The EveKnows.com database is now approaching 600,000 unique porn galleries. The vast majority of these have been pulled by our own web spider, Caroline. I’d like to invite every TGP/MGP owner to submit their own sites for indexing. Within one week your galleries will begin to show up in EveKnows.com’s search results, resulting in more traffic for your site. Caroline will also regularly re-index your site to pick up any new galleries you’ve posted.
Today marks the release of EveKnows.com 1.0, the Internet’s first Web 2.0 porn search engine!

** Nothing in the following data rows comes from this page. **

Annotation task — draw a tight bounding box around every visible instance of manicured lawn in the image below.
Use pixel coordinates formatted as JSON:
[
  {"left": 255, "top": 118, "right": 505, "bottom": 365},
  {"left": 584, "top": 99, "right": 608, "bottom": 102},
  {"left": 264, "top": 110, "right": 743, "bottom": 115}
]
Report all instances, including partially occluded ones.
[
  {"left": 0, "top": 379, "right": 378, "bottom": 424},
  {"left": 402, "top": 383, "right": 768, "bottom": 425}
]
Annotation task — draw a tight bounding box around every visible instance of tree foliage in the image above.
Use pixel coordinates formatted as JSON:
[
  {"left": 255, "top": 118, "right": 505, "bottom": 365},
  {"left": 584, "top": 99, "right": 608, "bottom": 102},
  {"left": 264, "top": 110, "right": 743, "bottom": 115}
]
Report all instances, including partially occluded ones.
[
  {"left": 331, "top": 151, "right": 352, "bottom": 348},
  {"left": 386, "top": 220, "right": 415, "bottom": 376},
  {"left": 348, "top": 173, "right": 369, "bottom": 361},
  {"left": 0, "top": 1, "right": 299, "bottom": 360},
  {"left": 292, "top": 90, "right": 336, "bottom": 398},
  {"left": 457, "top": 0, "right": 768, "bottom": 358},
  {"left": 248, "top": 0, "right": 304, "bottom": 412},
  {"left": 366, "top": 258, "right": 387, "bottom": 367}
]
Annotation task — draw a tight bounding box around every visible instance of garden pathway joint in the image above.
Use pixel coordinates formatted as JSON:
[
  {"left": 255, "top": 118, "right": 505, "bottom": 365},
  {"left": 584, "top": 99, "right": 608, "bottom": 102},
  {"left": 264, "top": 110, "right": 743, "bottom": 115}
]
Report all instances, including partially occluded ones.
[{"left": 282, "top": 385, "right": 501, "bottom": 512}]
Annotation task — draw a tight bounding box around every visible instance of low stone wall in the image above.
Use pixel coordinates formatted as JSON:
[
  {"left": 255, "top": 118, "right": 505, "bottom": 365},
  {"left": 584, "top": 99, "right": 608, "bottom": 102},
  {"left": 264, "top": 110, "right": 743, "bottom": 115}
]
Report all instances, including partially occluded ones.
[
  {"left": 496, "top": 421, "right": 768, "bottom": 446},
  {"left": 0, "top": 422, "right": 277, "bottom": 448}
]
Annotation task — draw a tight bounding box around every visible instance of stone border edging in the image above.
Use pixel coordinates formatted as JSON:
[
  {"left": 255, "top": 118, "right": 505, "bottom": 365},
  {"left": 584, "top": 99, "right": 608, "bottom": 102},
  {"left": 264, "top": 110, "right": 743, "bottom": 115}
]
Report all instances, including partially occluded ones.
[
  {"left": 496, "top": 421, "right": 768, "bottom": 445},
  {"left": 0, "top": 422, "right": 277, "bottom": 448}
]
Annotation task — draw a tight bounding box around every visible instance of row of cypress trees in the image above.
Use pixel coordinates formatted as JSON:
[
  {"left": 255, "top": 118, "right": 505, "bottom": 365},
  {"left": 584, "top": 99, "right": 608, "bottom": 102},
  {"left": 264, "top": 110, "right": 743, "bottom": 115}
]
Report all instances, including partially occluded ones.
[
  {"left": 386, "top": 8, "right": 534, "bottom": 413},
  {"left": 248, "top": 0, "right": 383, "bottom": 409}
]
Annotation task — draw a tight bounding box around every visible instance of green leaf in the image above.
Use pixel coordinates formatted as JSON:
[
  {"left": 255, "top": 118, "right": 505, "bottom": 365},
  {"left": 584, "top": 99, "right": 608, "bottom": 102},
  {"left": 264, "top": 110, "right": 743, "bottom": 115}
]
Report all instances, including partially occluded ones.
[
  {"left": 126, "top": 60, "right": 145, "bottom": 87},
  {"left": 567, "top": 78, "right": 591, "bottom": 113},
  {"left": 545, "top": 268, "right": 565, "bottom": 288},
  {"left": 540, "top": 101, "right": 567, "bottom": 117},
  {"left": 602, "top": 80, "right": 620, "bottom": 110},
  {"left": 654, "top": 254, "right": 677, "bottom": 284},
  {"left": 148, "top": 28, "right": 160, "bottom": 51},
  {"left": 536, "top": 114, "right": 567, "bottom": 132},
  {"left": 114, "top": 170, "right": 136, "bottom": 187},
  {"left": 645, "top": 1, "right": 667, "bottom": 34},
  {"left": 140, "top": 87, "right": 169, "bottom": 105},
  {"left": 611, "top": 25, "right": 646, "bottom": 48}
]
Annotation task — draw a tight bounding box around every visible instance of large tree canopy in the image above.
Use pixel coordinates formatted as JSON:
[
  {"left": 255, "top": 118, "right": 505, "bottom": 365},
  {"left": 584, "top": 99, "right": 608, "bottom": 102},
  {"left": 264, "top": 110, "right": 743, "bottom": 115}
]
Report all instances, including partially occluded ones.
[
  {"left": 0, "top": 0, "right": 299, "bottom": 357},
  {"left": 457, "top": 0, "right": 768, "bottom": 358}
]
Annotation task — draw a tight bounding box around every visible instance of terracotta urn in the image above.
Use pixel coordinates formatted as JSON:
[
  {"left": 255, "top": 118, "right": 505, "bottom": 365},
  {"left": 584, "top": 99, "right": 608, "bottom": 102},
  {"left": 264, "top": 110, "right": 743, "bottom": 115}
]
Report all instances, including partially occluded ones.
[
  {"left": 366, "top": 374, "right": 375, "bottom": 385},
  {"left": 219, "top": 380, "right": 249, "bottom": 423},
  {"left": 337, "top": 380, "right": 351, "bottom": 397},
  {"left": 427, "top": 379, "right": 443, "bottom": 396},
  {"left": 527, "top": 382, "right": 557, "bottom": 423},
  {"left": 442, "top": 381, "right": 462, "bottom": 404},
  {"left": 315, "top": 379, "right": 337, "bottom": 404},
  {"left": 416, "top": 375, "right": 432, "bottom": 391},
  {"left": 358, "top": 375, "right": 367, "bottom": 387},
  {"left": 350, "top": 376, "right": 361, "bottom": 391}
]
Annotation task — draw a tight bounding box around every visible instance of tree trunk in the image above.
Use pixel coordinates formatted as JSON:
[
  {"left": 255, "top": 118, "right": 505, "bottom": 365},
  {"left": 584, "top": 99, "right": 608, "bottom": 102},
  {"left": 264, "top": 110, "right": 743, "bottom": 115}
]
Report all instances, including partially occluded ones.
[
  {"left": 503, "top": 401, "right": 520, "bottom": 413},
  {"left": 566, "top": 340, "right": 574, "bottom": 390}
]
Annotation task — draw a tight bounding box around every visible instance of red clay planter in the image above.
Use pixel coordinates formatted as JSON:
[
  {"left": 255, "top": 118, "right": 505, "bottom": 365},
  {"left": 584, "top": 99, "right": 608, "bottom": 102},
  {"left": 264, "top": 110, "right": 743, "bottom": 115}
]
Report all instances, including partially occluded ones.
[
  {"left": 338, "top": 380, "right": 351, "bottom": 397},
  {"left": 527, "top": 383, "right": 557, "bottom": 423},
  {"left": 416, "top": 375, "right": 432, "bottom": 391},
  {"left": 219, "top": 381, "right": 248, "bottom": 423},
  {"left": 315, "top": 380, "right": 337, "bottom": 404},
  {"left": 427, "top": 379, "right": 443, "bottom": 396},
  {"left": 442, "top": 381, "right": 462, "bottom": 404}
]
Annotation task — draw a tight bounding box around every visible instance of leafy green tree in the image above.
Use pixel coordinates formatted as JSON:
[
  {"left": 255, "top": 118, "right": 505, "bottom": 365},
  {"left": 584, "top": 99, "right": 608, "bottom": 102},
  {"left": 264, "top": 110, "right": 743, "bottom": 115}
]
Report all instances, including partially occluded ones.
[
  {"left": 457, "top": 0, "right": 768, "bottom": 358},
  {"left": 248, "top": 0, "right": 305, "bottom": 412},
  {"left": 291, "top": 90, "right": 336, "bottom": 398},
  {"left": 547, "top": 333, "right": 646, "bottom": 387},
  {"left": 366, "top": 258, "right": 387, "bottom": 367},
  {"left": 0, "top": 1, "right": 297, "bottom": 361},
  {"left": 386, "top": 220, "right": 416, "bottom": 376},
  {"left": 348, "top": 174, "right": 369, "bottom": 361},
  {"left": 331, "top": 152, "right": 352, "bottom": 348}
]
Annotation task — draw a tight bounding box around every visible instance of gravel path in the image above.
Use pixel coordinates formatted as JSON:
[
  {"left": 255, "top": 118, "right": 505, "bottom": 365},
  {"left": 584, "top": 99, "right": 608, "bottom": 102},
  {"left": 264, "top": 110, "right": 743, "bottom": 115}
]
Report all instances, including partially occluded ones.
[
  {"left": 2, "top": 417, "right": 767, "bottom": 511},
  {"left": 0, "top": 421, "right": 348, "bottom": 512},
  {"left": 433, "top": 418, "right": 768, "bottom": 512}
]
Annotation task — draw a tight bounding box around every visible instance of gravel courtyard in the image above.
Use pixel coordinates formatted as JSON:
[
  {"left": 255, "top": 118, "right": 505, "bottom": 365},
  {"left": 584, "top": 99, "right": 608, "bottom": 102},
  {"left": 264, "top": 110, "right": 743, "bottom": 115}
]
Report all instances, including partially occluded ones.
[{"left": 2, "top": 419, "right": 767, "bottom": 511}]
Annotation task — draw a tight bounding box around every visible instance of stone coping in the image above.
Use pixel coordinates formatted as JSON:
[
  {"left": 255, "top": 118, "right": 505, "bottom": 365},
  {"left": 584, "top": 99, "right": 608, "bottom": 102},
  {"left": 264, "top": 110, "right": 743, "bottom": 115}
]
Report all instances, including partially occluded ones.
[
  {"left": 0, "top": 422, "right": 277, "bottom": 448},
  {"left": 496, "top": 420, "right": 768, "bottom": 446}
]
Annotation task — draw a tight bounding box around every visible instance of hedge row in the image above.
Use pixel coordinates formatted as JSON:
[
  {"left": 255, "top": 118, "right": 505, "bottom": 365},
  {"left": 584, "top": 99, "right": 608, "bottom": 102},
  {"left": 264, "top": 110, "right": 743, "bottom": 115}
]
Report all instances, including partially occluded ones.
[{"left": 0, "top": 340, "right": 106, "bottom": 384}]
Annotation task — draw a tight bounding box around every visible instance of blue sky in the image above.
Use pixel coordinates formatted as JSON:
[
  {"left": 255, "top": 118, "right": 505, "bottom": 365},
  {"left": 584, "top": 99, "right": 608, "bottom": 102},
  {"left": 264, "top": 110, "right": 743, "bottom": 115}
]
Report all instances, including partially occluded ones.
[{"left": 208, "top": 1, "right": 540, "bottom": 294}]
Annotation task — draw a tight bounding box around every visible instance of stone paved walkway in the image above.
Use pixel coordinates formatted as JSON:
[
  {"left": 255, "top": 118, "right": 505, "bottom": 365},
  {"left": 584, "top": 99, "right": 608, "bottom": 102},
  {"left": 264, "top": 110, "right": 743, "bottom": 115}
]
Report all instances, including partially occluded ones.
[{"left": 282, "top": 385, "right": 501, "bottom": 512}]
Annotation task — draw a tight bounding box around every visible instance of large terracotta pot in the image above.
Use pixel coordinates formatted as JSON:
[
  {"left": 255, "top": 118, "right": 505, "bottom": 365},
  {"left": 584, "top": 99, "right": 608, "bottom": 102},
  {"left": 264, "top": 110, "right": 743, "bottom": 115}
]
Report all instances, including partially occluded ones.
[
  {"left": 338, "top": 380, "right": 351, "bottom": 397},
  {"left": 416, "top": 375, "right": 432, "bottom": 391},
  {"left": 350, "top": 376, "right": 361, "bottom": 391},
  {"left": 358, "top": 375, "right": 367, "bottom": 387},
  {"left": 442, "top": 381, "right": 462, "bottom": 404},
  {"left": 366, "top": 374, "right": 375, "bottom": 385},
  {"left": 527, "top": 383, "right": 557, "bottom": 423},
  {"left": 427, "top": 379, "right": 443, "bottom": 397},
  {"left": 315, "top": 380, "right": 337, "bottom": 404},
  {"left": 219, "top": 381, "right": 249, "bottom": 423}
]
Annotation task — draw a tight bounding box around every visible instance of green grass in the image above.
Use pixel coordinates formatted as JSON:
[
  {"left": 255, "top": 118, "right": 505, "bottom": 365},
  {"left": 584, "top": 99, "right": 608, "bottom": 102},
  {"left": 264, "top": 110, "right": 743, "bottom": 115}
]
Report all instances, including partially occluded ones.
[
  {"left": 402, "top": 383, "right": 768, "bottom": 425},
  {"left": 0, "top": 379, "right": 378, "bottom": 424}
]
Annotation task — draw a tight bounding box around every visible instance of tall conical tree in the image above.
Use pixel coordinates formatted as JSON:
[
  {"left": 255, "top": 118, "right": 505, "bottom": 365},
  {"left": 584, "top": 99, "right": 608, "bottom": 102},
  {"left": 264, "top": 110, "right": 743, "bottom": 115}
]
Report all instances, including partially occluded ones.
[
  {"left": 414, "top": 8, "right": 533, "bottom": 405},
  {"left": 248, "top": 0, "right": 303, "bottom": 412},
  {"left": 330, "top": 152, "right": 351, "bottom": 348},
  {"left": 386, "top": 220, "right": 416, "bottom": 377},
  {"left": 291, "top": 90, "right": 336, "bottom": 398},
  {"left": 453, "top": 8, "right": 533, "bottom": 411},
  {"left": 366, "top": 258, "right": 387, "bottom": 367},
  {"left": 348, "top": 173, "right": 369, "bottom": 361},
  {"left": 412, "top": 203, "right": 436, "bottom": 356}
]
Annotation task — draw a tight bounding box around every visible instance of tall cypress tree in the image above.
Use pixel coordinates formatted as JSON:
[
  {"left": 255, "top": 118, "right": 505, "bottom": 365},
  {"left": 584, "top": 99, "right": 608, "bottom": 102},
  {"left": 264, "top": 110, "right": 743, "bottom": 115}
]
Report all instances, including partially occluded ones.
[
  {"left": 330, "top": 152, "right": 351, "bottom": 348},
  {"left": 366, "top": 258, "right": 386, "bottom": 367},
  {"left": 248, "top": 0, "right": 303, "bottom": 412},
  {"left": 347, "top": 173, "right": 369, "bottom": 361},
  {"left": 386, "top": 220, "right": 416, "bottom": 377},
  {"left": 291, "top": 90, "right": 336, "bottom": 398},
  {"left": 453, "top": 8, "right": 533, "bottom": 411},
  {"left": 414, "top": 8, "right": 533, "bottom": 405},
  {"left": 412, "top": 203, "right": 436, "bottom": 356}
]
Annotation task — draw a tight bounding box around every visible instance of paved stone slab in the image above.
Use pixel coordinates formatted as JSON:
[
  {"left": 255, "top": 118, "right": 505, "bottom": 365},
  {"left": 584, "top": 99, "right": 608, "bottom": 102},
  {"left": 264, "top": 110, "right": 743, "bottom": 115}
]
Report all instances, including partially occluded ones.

EveKnows is different than the other sex search engines–rather than searching adult sites in general, it focuses solely on free picture and movie galleries. We aim to revolutionize porn searches the way Google changed mainstream searching, with an emphasis on clean, quality results and absolutely no pay-for-placement galleries. This means you, the user, find exactly the porn you’re looking for, rather than the same, tired content from companies with large advertising budgets.
EveKnows.com utilizes the latest Web 2.0 technologies, making it a true joy to use. These include:
- Advanced Search Algorithm: Much like Google, EveKnows tracks which sites link to each gallery, giving preference to galleries displayed on multiple popular sites.
- Search Suggestions: Start typing a model’s name, and similar queries will automatically be displayed
- Custom RSS Feeds: Use your web browser’s RSS reader to watch feeds of your favorite models. The feeds are updated in real-time, so you’ll always see their latest published galleries.
- Popular Search Cloud: See what everyone else is searching for! The more popular a model’s name is, the darker the link will be.
- Automated Indexing: Our web robot, Caroline, is crawling the Internet for fresh porn 24 hours each day. Every clean gallery she finds is added to the site in real-time, resulting in an enormous database of the absolute newest porn anywhere!
- Standards-compliant Interface: EveKnows uses standard XHTML, CSS, and JavaScript, so it will work properly and look fantastic on a wide range of devices, from desktop PCs and Apple notebooks, to PSPs and iPhones.
- Open Development: The Anatomy of a Search Engine blog details the development of EveKnows.com, eliciting comments and suggestions for improvements from the site’s users.
More information can be found on the About Eve section of the site, along with advanced usage instructions. TGP owners and gallery submitters are welcome to request their own sites be indexed by our web robot Caroline.
So go ahead–try it out and see what you think!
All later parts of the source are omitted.